R: [Linux-cluster] High system CPU usage in one of a two node cluster
Marco Lusini
marco.lusini at governo.it
Fri Jan 5 10:49:46 UTC 2007
Thanks Patrick,
I have tried to get the locks for Magma on both nodes,
and I get the same error of
https://bugzilla.redhat.com/bugzilla/show_bug.cgi?id=212634:
cat: /proc/cluster/dlm_locks: Cannot allocate memory
I will try to install the RPMs from Lon if I can and
see if it solve the problem...
Marco
> -----Messaggio originale-----
> Da: linux-cluster-bounces at redhat.com
> [mailto:linux-cluster-bounces at redhat.com] Per conto di
> Patrick Caulfield
> Inviato: venerdì 5 gennaio 2007 11.13
> A: linux clustering
> Oggetto: Re: [Linux-cluster] High system CPU usage in one of
> a two node cluster
>
>
> Lon Hohberger wrote:
> > On Wed, 2007-01-03 at 12:35 +0100, Marco Lusini wrote:
> >> Hi all,
> >>
> >> I have 3 2-node clusters, running just cluster suite, without gfs,
> >> each one updated with the latest packages released by RHN.
> >>
> >> In each cluster one of the two nodes has a steadily growing system
> >> CPU usage, which seems to be consumed by clurgmgrd and dlm_recvd.
> >> As an example here is the running time accumulated on one cluster
> >> since 20 december when oit was rebooted:
> >>
> >> [root at estestest ~]# ps axo pid,start,time,args
> >> PID STARTED TIME COMMAND
> >> ...
> >> 10221 Dec 20 10:37:05 clurgmgrd
> >> 11169 Dec 20 06:48:24 [dlm_recvd]
> >> ...
> >>
> >> [root at frascati ~]# ps axo pid,start,time,args
> >> PID STARTED TIME COMMAND
> >> ...
> >> 6226 Dec 20 00:04:17 clurgmgrd
> >> 8249 Dec 20 00:00:19 [dlm_recvd]
> >> ...
>
> I suspect these two being at the top are related.

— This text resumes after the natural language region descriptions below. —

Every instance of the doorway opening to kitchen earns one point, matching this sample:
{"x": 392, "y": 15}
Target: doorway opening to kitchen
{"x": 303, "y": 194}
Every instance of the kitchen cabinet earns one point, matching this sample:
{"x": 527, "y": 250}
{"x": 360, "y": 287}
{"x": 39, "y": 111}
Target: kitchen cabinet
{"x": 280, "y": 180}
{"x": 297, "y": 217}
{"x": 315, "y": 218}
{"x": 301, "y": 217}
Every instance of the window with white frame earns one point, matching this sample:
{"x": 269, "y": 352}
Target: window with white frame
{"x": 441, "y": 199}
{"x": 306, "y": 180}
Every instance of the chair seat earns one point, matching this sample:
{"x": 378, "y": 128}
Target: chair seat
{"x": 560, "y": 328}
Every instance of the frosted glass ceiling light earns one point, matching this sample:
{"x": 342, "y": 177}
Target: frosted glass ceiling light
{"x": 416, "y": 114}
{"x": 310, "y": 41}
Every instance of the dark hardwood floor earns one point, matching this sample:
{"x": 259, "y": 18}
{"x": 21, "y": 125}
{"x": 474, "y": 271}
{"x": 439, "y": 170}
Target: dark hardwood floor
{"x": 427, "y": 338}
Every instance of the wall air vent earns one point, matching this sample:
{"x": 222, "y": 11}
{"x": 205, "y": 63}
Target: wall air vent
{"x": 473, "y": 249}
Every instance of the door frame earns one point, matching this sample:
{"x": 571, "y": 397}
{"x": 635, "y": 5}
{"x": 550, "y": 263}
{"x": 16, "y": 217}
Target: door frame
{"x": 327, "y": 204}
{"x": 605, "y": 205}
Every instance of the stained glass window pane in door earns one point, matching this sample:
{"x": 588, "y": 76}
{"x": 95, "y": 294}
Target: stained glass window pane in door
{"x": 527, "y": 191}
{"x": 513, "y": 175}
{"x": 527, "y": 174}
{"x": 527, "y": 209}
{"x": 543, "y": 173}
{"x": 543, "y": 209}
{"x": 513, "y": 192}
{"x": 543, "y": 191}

If
> clurgmgrd is taking out locks then dlm_recvd will also be busy
>
> >> I attach two graphs made with RRD which show that the system CPU
> >> usage is steadily growing:
> >> note how the trend changed after the reboot on 20 december.
> >
> >> Of course as the system usage increases so does the system
> load and I
> >> am afraid of what will happen after 1-2 months of uptime...
> >
> > System load averages are the average of the number of
> processes on the
> > run queue over the past 1, 5, and 15 minutes. It doesn't generally
> > trend upwards over time; if that were the case, I'd be in trouble:
> >
> > ...
> > 28204 15:11:11 01:04:19
> /usr/lib/firefox-1.5.0.9/firefox-bin -UILocale
> > en-US ...
> >
> > However, it is a little odd that you had 10 hours of runtime for
> > clurgmgrd and over 6 for dlm_recvd. Just taking a wild
> guess, but it
> > looks like the locks were all mastered on frascati.
> >
> > How many services are you running?
> >
> > Also, take a look at:
> >
> > https://bugzilla.redhat.com/bugzilla/show_bug.cgi?id=212634
> >
> > The RPMs there might solve the problem with dlm_recvd.
> Rgmanager in
> > some situations causes a strange leak of NL locks in the DLM. If
> > dlm_recvd has to traverse lock lists and that list is ever-growing
> > (total speculation here), it could explain the amount of consumed
> > system time.
> >
>
>
> Yes, DLM will do a lot of traversing lock lists if there are
> a lot of similar locks on one resource. VMS has an
> optimisation on this known as the group grant and concversion
> grant modes that we don't currently implement.
>
>
> > How can I get more info on this? I checked
> /proc/cluster/dlm_locks on
> > both nodes and it is empty.
>
> /proc/cluster/dlm_locks needs to be told which lockspace to
> use. Just catting that file after bootup will show nothing.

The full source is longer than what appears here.